Now you can check the interaction of the MFA server with the Active Directory environment and the user end device. To do this, check the settings (mobile phone number) via the menu item Users and activate the mobile apps of the indivdual users.

In this context, it is important not to enable the MFA for the sync user (e.g. manuel@deyda.local).

• Click on the Users tab
• If no users are visible, click Import from LDAP

• Select the user and click Edit
  • Activates the user about the point Enabled
  • Configured for Phone Call or SMS
    • Country code (The country code, e.g. +49)
    • Phone (Your Phone Number)
    • Phone call or Text message (Select)
  • Configuration for using the mobile app
    • Mobile app (Select)

• Click on the tab Mobile App Devices to register the app
• Generate Activation Code generates an code for the Authenticator App

Configuration & Activation on the test user mobile device.

• Open the Authenticator app on your device
• Click on the + symbol to add another account
• Select Business or School Account in the Accounts window

• In the following menu item Scan QR code click on Or enter code manually

• In the Add Account window, enter the activation data from the MFA server

Now you can do a test login with the Authenticator app.

• In the menu item Users, select your test user and click on Test

• In the following window, enter the password of the test user and click Test

• Now confirm the query on the test user phone with Approve

• The MFA server software will then give you a Successful message

Citrix ADC

Now the Citrix ADC can be set up for multi-factor authentication. To do this, a RADIUS server is created and bound to the existing Unified Gateway vServer.

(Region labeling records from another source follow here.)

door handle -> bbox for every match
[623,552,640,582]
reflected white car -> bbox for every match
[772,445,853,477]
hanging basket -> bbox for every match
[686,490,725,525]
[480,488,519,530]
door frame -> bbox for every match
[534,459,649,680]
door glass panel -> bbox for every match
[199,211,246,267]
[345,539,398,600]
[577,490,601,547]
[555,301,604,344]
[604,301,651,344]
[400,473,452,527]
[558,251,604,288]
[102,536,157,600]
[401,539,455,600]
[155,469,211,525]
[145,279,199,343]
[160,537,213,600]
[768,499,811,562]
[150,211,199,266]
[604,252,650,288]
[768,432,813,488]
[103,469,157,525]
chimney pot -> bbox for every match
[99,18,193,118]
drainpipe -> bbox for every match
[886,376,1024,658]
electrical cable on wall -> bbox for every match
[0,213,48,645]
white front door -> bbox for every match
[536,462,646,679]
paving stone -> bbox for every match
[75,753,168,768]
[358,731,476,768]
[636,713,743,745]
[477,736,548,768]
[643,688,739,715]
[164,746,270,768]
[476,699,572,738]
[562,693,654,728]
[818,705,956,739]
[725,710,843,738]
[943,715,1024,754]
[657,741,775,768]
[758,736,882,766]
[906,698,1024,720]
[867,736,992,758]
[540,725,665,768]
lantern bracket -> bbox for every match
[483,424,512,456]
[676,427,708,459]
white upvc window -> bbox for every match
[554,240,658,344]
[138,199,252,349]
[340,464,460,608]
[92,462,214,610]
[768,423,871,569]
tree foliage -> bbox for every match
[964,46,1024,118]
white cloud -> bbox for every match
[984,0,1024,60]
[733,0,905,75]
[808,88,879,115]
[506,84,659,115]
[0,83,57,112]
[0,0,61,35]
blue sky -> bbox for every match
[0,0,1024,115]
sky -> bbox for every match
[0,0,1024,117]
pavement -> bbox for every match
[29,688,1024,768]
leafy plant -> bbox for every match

• In the Citrix ADC Navigation Panel, click System > Authentication > RADIUS
  
• Click on the Servers tab and create a new Authentication Server via Add
  
  • Name (e.g. radius_mfa_server)
  • IP Address (IP of the MFA server)
  • Port (1812)
  • Secret Key (Shared Secret from MFA server, e.g. 191211)
  • Confirm Secret Key (Shared Secret)

• Click Test Connection to check the data entered and the connection to the MFA server

• Click on More to configure the further options
  • Time-out (Set this to 120 seconds for Phone Calls or SMS)
  • Password Encoding (pap)
  • Accounting (OFF)
  • Authentication Server Retry (3)
  • Authentication (Select)
• Save the configuration with Create

• Click on the Policy tab and click Add to create a new RADIUS policy
  • Name (e.g. radius_mfa_pol)
  • Server (previously created RADIUS server, e.g. radius_mfa_server)
  • Expression (ns_true)
• Click Create to save the configuration

• Now select the previously configured Unified Gateway vServer
• Under Basic Authentication click on the + symbol

• Under Choose Type configures the following
  • Choose Policy (RADIUS)
  • Choose Type (Primary)
• Confirm the entry with Continue

• In the following window under Select Policy, select the previously created RADIUS Policy (radius_mfa_pol)
• Confirms the entry with Bind

After saving the change, you can log in to the gateway and receive a message on the mobile device (mobile app, call or SMS) after entering the credentials.